Talk with your healthcare providers about your treatment choices. Make a list of questions. Think about the benefits and possible side effects of each choice. Talk about your concerns with your healthcare provider before making a decision.

What are treatment side effects?

Surgery can cause side effects like pain, bleeding, and infection. Your healthcare providers will talk with you about these before you have surgery. Side effects depend on the type of surgery done and where the tumor is.

Targeted therapy medicines also cause side effects. These depend on which medicine is used. They can include:

  • Nausea

  • Diarrhea

  • Loss of appetite

  • Fluid retention and swelling

  • Muscle cramps

  • Bleeding from the GIST tumor

  • Feeling very tired (fatigue)

  • Skin rash

  • Changes in skin and hair color

  • Redness and pain in the palms of the hands and soles of the feet

  • Hair loss

  • Blood pressure changes

  • Mouth irritation

In most cases, side effects are mild to moderate. And there are often ways to manage them. More serious side effects can include high blood pressure, increased risk of bleeding, swelling, and heart, lung, or liver problems.

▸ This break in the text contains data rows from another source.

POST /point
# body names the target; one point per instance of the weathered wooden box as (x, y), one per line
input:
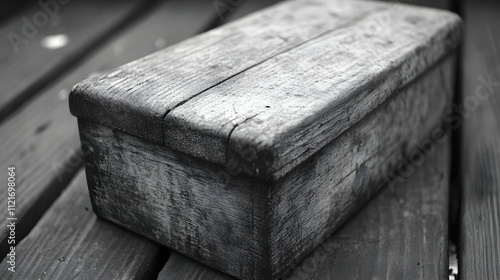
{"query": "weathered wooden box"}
(246, 146)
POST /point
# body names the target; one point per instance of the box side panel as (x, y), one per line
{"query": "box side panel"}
(193, 207)
(319, 195)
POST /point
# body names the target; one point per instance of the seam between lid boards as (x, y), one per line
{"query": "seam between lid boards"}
(446, 30)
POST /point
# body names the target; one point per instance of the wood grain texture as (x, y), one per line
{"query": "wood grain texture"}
(70, 242)
(255, 229)
(41, 139)
(401, 234)
(25, 67)
(479, 246)
(178, 201)
(269, 97)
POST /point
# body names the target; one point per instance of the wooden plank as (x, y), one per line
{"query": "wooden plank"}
(41, 139)
(71, 242)
(479, 246)
(402, 233)
(267, 228)
(49, 36)
(244, 8)
(292, 59)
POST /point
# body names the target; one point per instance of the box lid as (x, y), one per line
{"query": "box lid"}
(262, 94)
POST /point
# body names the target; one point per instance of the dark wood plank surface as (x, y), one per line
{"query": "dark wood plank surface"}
(401, 234)
(70, 242)
(28, 57)
(479, 246)
(41, 139)
(277, 125)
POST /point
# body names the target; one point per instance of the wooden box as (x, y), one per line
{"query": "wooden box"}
(244, 147)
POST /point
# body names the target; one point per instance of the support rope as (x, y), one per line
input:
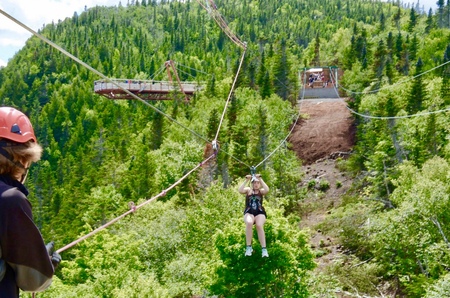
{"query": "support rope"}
(46, 40)
(133, 208)
(230, 94)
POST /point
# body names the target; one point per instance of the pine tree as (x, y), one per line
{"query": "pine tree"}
(429, 22)
(445, 88)
(417, 95)
(281, 81)
(412, 20)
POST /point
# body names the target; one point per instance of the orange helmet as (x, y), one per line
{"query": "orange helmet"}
(15, 126)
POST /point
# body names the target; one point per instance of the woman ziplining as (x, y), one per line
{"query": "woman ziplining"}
(254, 213)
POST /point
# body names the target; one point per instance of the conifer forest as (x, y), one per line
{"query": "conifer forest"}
(105, 156)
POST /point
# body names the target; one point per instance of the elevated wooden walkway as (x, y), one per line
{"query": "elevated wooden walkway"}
(145, 89)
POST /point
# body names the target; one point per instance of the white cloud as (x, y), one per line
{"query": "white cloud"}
(36, 14)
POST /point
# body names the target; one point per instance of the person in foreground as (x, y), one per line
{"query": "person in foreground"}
(254, 213)
(26, 263)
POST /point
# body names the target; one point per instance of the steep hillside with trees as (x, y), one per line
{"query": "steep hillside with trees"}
(101, 154)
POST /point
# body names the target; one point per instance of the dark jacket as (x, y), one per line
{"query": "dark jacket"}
(23, 252)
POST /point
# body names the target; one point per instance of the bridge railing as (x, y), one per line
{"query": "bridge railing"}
(144, 86)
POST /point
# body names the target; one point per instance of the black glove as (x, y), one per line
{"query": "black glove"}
(54, 256)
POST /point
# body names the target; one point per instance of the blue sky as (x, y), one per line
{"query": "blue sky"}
(36, 13)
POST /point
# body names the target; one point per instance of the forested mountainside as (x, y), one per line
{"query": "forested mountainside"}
(101, 155)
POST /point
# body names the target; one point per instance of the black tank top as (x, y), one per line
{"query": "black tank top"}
(254, 201)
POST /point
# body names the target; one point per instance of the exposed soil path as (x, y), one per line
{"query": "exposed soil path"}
(326, 131)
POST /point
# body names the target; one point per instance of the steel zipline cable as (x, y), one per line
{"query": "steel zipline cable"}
(133, 207)
(387, 87)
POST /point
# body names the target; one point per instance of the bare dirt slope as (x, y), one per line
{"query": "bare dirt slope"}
(326, 129)
(326, 132)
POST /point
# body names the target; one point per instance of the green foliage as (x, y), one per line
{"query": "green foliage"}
(282, 274)
(101, 154)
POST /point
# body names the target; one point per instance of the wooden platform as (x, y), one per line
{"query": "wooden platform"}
(147, 90)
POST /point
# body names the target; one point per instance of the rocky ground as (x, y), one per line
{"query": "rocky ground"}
(325, 133)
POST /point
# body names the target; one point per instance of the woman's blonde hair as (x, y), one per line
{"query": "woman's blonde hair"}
(24, 153)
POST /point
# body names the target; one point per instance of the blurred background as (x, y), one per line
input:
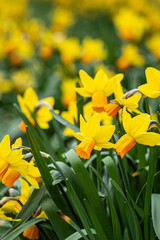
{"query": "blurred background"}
(44, 44)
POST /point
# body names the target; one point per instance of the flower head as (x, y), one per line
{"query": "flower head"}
(152, 87)
(93, 136)
(12, 165)
(31, 106)
(121, 100)
(136, 132)
(98, 88)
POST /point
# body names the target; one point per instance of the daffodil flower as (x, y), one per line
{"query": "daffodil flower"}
(31, 106)
(136, 132)
(4, 217)
(12, 166)
(93, 136)
(121, 100)
(152, 87)
(98, 88)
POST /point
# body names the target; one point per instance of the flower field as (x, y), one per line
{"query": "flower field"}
(79, 120)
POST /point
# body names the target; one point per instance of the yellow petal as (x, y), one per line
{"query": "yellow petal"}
(83, 92)
(87, 81)
(153, 78)
(79, 136)
(2, 216)
(109, 88)
(83, 125)
(101, 80)
(105, 145)
(139, 124)
(104, 134)
(148, 138)
(92, 126)
(148, 91)
(126, 118)
(17, 143)
(5, 146)
(30, 98)
(118, 90)
(50, 100)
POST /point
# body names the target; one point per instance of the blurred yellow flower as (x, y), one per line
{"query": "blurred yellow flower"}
(130, 24)
(92, 49)
(21, 80)
(153, 44)
(62, 18)
(130, 57)
(68, 91)
(69, 50)
(152, 87)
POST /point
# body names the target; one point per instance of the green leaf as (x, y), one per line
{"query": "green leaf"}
(90, 192)
(155, 210)
(61, 228)
(76, 235)
(15, 232)
(57, 197)
(77, 205)
(30, 206)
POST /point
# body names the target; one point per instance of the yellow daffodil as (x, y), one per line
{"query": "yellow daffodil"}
(21, 80)
(12, 165)
(136, 132)
(98, 88)
(129, 57)
(4, 217)
(33, 232)
(121, 100)
(152, 87)
(13, 206)
(68, 91)
(30, 105)
(93, 136)
(130, 24)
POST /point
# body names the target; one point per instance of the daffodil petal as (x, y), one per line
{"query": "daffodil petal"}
(148, 138)
(83, 92)
(49, 100)
(92, 125)
(105, 145)
(101, 80)
(79, 136)
(139, 124)
(148, 91)
(104, 134)
(30, 98)
(5, 147)
(87, 81)
(83, 125)
(126, 118)
(110, 86)
(153, 78)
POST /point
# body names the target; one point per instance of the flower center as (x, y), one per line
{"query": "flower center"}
(124, 144)
(112, 109)
(85, 148)
(99, 100)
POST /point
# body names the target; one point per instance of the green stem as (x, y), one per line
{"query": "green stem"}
(149, 187)
(99, 169)
(147, 105)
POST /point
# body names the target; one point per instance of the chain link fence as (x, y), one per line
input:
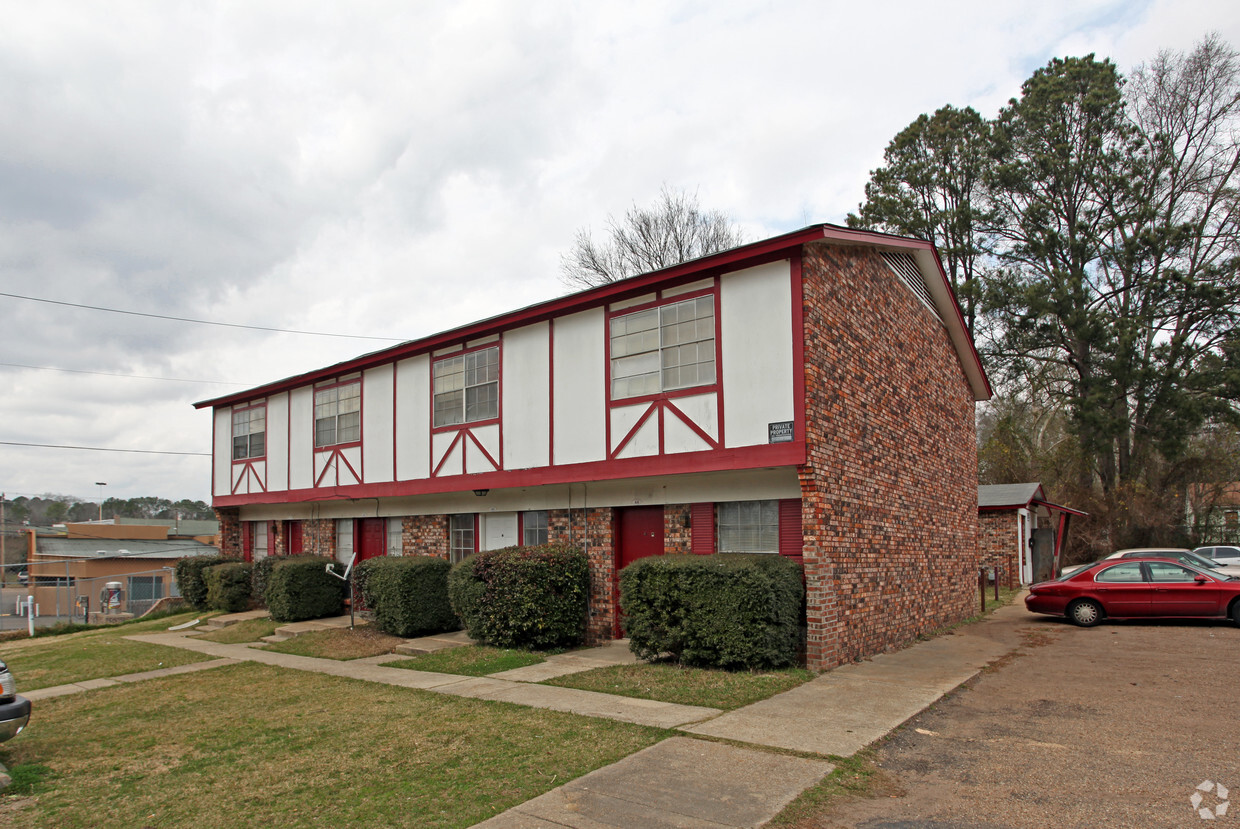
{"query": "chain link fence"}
(50, 592)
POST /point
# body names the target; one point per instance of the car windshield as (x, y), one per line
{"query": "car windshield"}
(1202, 561)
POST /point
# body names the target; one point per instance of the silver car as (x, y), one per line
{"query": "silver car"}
(14, 710)
(1220, 554)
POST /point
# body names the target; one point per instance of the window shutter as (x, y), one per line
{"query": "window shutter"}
(702, 528)
(790, 527)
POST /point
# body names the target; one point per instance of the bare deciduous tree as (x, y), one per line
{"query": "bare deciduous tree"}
(673, 229)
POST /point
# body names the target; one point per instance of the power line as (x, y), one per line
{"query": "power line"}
(140, 377)
(103, 449)
(226, 325)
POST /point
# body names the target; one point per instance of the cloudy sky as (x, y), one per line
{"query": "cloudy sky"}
(396, 169)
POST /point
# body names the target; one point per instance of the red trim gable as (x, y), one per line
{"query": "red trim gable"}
(781, 247)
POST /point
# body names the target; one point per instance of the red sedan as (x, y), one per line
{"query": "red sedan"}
(1136, 589)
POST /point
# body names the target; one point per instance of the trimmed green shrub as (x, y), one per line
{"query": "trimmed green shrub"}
(190, 579)
(723, 611)
(523, 596)
(408, 594)
(228, 586)
(300, 587)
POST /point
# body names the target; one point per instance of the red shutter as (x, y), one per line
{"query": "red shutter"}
(702, 528)
(790, 528)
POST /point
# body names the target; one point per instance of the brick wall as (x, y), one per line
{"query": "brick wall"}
(424, 535)
(889, 490)
(592, 528)
(998, 544)
(677, 533)
(230, 530)
(319, 537)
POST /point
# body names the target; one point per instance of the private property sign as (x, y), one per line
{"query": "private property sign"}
(779, 431)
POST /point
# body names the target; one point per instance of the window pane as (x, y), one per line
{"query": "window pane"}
(481, 403)
(396, 537)
(349, 428)
(748, 527)
(325, 431)
(449, 408)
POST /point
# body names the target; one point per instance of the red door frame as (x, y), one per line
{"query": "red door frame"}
(637, 533)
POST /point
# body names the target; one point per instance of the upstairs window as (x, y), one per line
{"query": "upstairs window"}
(249, 433)
(748, 526)
(664, 348)
(468, 387)
(337, 415)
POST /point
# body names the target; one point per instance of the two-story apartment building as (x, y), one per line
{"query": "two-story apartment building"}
(807, 395)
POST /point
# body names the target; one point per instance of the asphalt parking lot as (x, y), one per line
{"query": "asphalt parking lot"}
(1107, 726)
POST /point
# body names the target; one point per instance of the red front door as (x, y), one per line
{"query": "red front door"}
(639, 533)
(293, 529)
(370, 538)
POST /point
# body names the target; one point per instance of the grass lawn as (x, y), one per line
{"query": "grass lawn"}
(252, 745)
(93, 654)
(470, 661)
(341, 643)
(723, 689)
(252, 630)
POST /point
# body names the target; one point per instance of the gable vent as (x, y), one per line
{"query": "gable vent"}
(905, 267)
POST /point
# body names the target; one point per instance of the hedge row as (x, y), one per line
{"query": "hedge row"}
(191, 579)
(726, 610)
(408, 594)
(300, 587)
(228, 586)
(523, 596)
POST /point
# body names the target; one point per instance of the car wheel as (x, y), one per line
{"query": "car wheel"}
(1085, 612)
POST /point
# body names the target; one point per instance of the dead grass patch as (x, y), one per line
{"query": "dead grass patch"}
(251, 630)
(668, 683)
(340, 643)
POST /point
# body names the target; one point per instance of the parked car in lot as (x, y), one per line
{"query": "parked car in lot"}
(1220, 554)
(14, 710)
(1177, 553)
(1137, 587)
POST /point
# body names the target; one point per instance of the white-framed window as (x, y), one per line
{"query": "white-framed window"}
(396, 537)
(145, 587)
(337, 414)
(533, 527)
(249, 433)
(261, 540)
(461, 537)
(664, 348)
(344, 539)
(748, 526)
(468, 387)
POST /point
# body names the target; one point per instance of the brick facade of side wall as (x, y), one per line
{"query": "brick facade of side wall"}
(319, 537)
(424, 535)
(677, 530)
(889, 490)
(998, 544)
(594, 528)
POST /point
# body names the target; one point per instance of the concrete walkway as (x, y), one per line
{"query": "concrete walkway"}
(682, 781)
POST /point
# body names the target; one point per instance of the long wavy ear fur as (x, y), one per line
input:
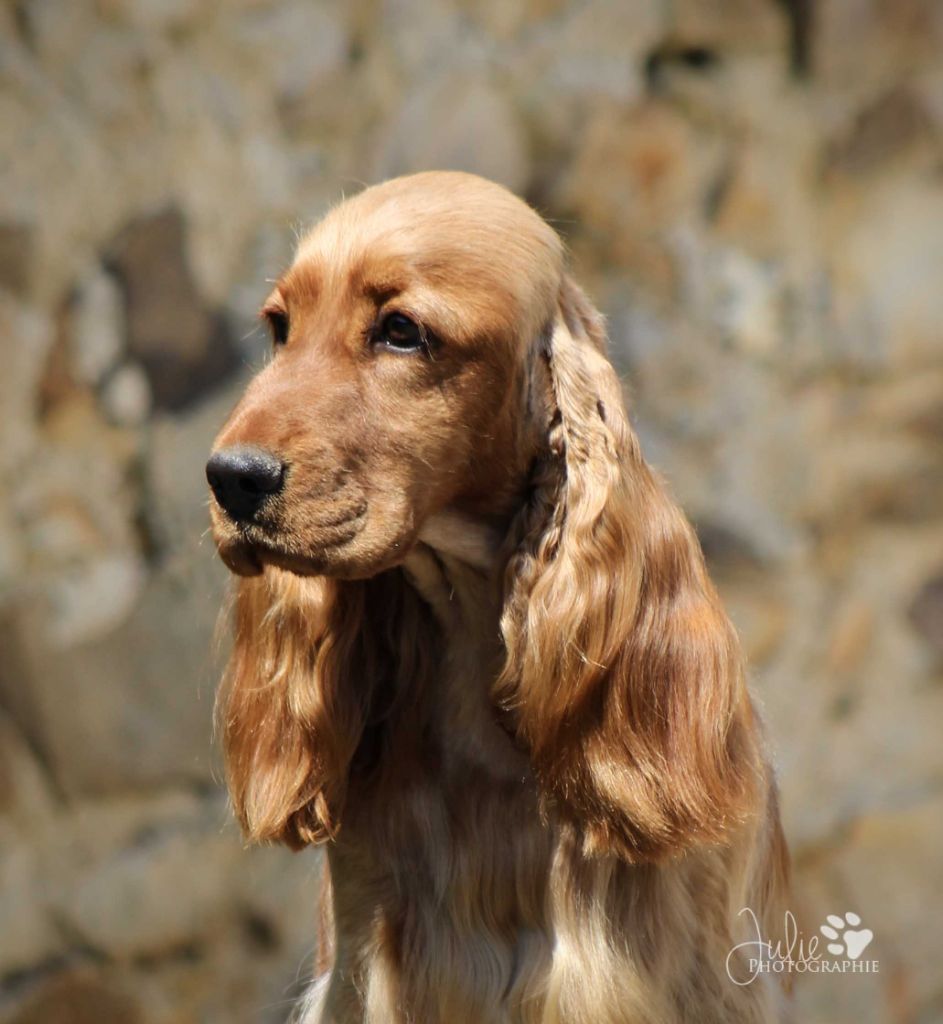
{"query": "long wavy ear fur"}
(318, 670)
(623, 672)
(290, 726)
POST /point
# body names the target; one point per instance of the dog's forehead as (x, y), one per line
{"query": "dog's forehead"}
(445, 228)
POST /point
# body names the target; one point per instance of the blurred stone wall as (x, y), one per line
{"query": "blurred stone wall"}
(752, 190)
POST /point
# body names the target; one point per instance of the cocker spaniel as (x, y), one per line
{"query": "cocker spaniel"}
(476, 648)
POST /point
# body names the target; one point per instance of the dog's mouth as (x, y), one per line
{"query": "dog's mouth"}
(249, 548)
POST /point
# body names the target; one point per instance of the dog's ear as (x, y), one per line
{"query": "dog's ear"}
(289, 718)
(623, 675)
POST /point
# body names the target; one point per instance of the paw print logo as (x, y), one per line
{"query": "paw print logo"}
(846, 938)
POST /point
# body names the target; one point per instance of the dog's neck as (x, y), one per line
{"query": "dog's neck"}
(456, 570)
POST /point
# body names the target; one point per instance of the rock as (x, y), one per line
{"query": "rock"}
(97, 327)
(27, 809)
(926, 611)
(137, 647)
(163, 893)
(78, 997)
(126, 397)
(30, 335)
(882, 258)
(887, 128)
(311, 41)
(904, 843)
(181, 343)
(457, 124)
(16, 254)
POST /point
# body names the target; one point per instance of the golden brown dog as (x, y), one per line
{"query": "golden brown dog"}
(476, 646)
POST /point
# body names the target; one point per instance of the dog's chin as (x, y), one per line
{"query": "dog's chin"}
(338, 561)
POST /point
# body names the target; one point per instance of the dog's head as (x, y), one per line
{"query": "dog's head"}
(431, 355)
(401, 340)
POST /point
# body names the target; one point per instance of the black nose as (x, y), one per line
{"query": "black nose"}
(242, 478)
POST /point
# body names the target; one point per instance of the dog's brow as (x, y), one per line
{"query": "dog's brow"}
(301, 282)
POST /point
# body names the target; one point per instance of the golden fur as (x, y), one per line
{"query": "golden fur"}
(476, 647)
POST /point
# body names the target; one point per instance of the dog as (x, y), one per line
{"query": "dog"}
(476, 650)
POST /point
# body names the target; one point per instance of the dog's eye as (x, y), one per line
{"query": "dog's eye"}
(401, 334)
(277, 325)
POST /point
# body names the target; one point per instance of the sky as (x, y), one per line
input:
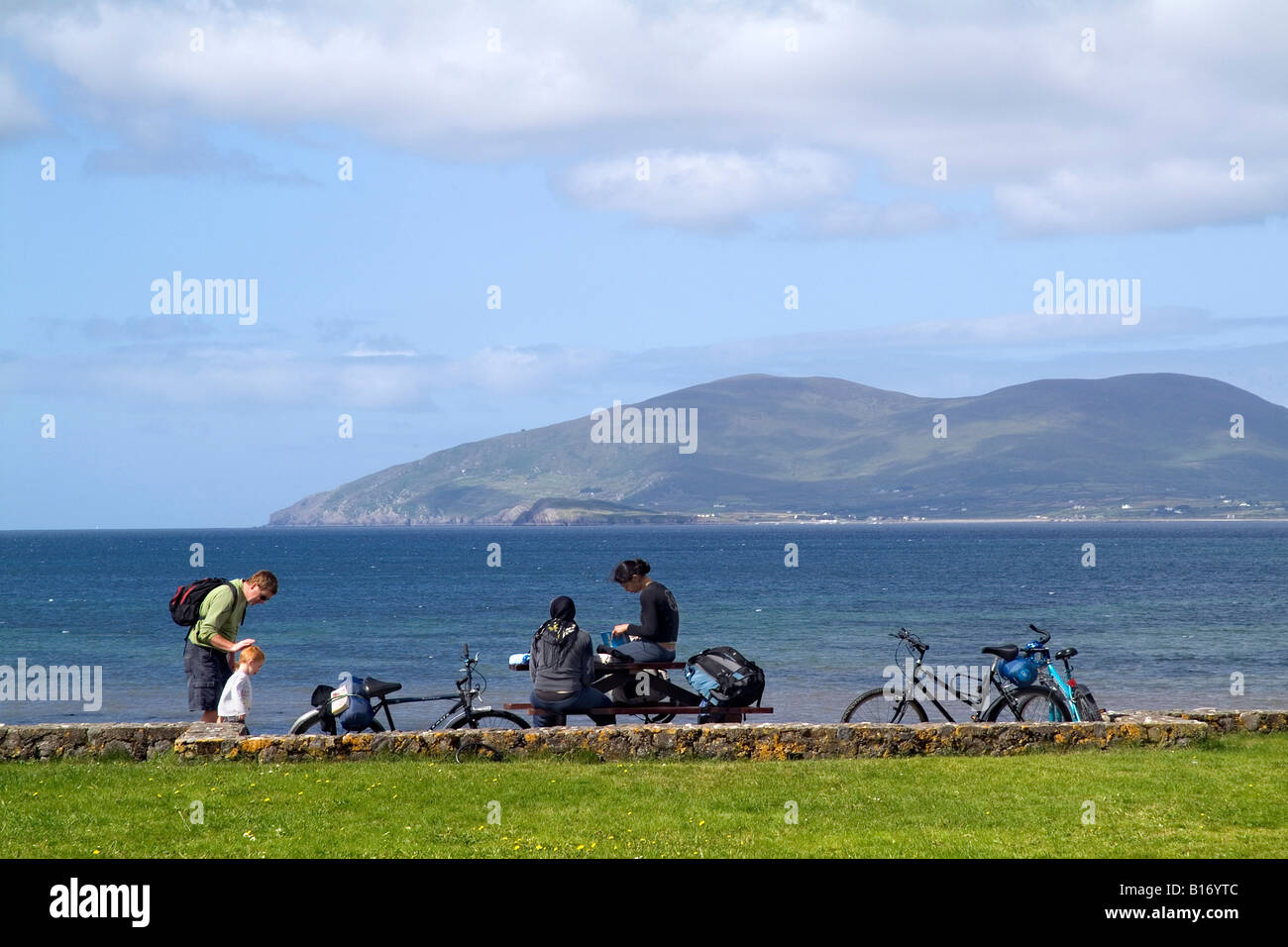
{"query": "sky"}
(462, 219)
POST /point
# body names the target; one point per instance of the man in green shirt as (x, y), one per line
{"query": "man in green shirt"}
(213, 641)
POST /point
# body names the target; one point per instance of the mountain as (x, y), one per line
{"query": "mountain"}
(765, 447)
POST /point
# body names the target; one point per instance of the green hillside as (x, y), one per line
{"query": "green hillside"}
(767, 446)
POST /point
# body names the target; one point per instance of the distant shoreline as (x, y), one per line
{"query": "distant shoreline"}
(996, 521)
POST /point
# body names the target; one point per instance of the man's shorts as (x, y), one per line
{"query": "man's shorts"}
(207, 672)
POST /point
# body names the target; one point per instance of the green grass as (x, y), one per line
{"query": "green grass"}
(1220, 799)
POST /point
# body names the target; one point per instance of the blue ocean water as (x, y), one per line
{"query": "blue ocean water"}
(1170, 612)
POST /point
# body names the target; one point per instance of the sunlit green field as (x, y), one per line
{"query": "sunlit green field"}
(1220, 799)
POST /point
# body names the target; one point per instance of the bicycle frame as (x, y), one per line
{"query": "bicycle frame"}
(1050, 672)
(977, 702)
(458, 703)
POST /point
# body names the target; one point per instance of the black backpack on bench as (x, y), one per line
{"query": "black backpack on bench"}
(725, 678)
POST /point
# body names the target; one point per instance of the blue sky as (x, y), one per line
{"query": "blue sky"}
(500, 145)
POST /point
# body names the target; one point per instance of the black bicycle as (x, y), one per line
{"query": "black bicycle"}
(463, 712)
(901, 702)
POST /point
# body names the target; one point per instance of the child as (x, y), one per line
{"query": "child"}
(235, 701)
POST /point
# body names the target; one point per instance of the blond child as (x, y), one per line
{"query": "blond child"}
(235, 701)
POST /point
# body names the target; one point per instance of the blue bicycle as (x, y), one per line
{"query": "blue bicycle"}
(1080, 703)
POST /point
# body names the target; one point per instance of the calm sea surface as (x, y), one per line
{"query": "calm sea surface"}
(1164, 618)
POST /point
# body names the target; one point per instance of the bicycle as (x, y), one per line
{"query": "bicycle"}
(1025, 703)
(467, 714)
(1078, 701)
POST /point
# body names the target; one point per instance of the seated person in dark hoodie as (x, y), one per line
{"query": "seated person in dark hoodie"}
(562, 668)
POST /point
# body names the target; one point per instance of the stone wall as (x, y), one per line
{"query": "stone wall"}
(717, 741)
(776, 741)
(137, 741)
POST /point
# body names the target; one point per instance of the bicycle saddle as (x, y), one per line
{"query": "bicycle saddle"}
(1008, 652)
(372, 686)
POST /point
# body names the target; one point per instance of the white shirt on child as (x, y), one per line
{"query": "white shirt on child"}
(235, 701)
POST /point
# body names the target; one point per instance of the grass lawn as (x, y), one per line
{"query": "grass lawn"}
(1222, 799)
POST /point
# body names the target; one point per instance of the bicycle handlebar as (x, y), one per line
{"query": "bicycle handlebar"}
(905, 634)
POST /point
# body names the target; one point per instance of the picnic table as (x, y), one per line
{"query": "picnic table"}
(660, 696)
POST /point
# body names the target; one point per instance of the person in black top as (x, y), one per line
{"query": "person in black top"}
(653, 639)
(562, 668)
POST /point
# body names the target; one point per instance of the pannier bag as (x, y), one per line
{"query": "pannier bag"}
(349, 705)
(1021, 671)
(725, 678)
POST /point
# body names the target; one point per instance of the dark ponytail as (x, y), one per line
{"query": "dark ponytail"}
(627, 570)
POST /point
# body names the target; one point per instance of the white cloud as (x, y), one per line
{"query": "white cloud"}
(704, 188)
(17, 112)
(1133, 136)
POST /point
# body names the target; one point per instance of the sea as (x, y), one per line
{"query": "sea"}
(1171, 615)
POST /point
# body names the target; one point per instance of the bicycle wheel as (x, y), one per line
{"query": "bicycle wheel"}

When to call the healthcare provider

It's important to know which medicines you're taking. Write down the names of your medicines. Ask your healthcare team how they work, how to take them, and what side effects they might have.

Talk with your healthcare providers about what side effects to look for and when to call them. For instance, imatinib can cause itchy skin rashes that can lead to infections. Make sure you know what number to call with questions. Is there a different number for evenings, weekends, and holidays?

It may be helpful to keep a diary of your side effects. Write down the physical, thinking, and emotional changes. A written list will make it easier for you to remember your questions when you go to your appointments. It will also make it easier for you to work with your healthcare team to make a plan to manage your side effects.